# Lets get laddered....



## kernowblokes (Aug 28, 2013)

We're a couple of short @rses about to go long-terming/full timing. We'll need to clean the van/scrape the ice from the windscreen (not too often we hope) and general maintenance to sides/roofing etc.

We've been looking at lightweight/telescopic ladders, but lightweight as they are, they are obviously another bulky item in the storage area.

Any advice/tips? 

cheers, 

Al & Brian.


----------



## teemyob (Nov 22, 2005)

dont buy cheap ones.

They can collapse and can be dangerous.

TM


----------



## TheNomad (Aug 12, 2013)

Personally?

Don't bother. A lot of weight and a lot of bulk that could be much better utilised carrying other kit that you will use instead.

Alternative ideas: either get a rear ladder fitted, or, as I've seen many times (and I'm serious!), just park next to a high wall or similar if you want to get up onto the roof.

Or just borrow someone elses posh telescopic ladder or anyones fixed stepladder or extending ladder, for the once-in-a-blue-moon time you need to access your MH roof?


----------



## vicdicdoc (May 14, 2005)

Just get yourselves one of those telescopic rod window cleaning kits off the local market stall for the Windows & to hell with cleaning the roof !


----------



## GEMMY (Jun 19, 2006)

Unless you have solar panels up there or a dome satellite, in which case a ladder is invaluable for snow clearing duties. :wink: 

tony


----------



## Spacerunner (Mar 18, 2006)

Access the roof via the Heki.
Carry a 3 or 4 step stepladder strapped to the cycle rack.
Or...out of sight out of mind.

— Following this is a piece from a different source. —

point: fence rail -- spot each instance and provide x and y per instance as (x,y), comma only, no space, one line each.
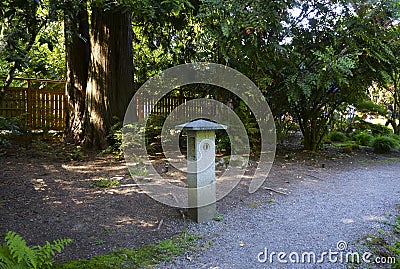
(37,105)
(41,104)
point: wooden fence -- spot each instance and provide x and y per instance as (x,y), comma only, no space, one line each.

Rain will keep solar panels clean enough and snow will melt.


----------



## chasper (Apr 20, 2008)

Strap one to the roof :lol:


----------



## listerdiesel (Aug 3, 2012)

We looked for a lightweight 5 or 6-rung ladder for us to take with us, found a decent one but it was about £45 or so.

Loads of smaller, cheaper, lighter stuff, but I wouldn't trust any of them.

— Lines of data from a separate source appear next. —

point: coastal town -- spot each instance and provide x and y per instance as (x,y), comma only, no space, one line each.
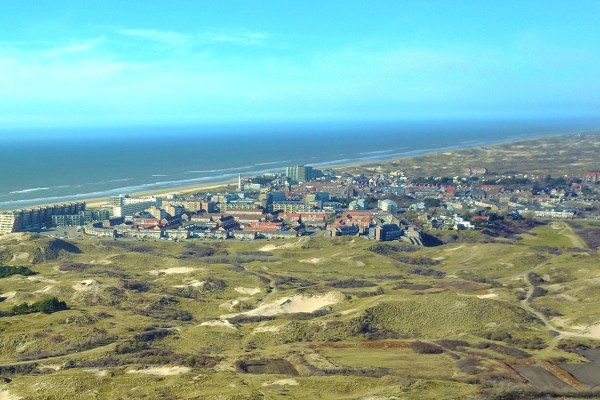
(380,205)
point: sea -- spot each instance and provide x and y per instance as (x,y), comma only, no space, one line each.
(43,166)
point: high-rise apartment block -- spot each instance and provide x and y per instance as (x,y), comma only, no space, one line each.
(299,173)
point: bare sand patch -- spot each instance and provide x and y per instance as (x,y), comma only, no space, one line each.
(46,289)
(455,248)
(219,323)
(6,395)
(8,295)
(294,304)
(291,382)
(53,367)
(567,297)
(174,270)
(192,283)
(84,285)
(104,261)
(98,372)
(356,263)
(314,260)
(160,371)
(229,304)
(36,278)
(248,291)
(21,256)
(268,328)
(592,331)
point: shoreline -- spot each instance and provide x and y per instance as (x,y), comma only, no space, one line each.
(101,201)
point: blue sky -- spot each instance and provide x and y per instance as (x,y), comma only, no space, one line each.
(92,63)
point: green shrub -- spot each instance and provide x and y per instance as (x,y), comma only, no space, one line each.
(8,270)
(46,306)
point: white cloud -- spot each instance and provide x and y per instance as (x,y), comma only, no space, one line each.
(178,39)
(75,48)
(164,37)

Being a single section it isn't too thick and we can lose that in the back where the engine travels, but it lets me get up to roof level for anything required while on site. We did carry a stepladder with us but it was a PITA to keep moving out of the way.

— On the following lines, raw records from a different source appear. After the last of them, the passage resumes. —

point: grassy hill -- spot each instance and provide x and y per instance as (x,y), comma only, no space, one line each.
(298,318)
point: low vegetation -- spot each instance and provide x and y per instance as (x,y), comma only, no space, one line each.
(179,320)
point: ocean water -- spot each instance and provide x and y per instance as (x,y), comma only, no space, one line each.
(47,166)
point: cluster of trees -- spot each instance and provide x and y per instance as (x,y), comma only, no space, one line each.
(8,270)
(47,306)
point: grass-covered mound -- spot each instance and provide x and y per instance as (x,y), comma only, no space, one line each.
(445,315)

I'll find the details off it and post back later.

Peter


----------



## Mrplodd (Mar 4, 2008)

Telescopic handle for a standard windscreen scraper, if you need to clear snow off the roof I find the "5 mph and stamp on the brake pedal" device particularly effective !!!!


----------



## Patrick_Phillips (Aug 17, 2006)

Not long enough to get you on the roof (1.7m) but for cleaning stuff etc these might be worthwhile - cheap and light (4.2kg but good quality...
http://www.maplin.co.uk/p/telescopic-ladder-17m-n69nk

Patrick

PS. if you do buy one, keep it lubricated with silicone not WD40.


----------



## GEMMY (Jun 19, 2006)

Quote:
"Rain will keep solar panels clean enough and snow will melt",



With 4" of snow in dry conditions, the solar panels and dome satellite are as much use as a chocolate teapot, so that suggestion ain't gonna work 

tony


----------



## wakk44 (Jun 15, 2006)

I have this one

It fits conveniently into a corner of the garage,is very strong(max.150kg),weighs 11kg,extends and retracts well,I haven't trapped any digits yet.

Mrs wakk has cut a thick piece of foam that fits over the top of the ladder to protect the van paintwork.

I don't use it very often but needed it last year when in Devon and one of the solar panels had a high resistance on the terminals.It's always useful to have it there ''just in case''and if full timing I would think essential equipment.


----------



## GEMMY (Jun 19, 2006)

Me too  

tony


----------



## kernowblokes (Aug 28, 2013)

Thanks guys 

Loved the answers even the less than serious one, and i do love hearing the crocks rattling when indulging in a bit of break stamping.

Think we will go with smaller steps and high wall when needed approach

Cheers 

Al and Brian


----------



## jhelm (Feb 9, 2008)

What would be the disadvantage of a permanent ladder attached to the back of the van.


----------



## Littlebt (May 19, 2012)

*Ladder*



jhelm said:


> What would be the disadvantage of a permanent ladder attached to the back of the van.


1) Very difficult to access the roof when carrying an item up with you since they are vertical.

2) Easiest access to the van via roof vent for the nice opportunist.

3) very unsightly, it's not a builders van.


----------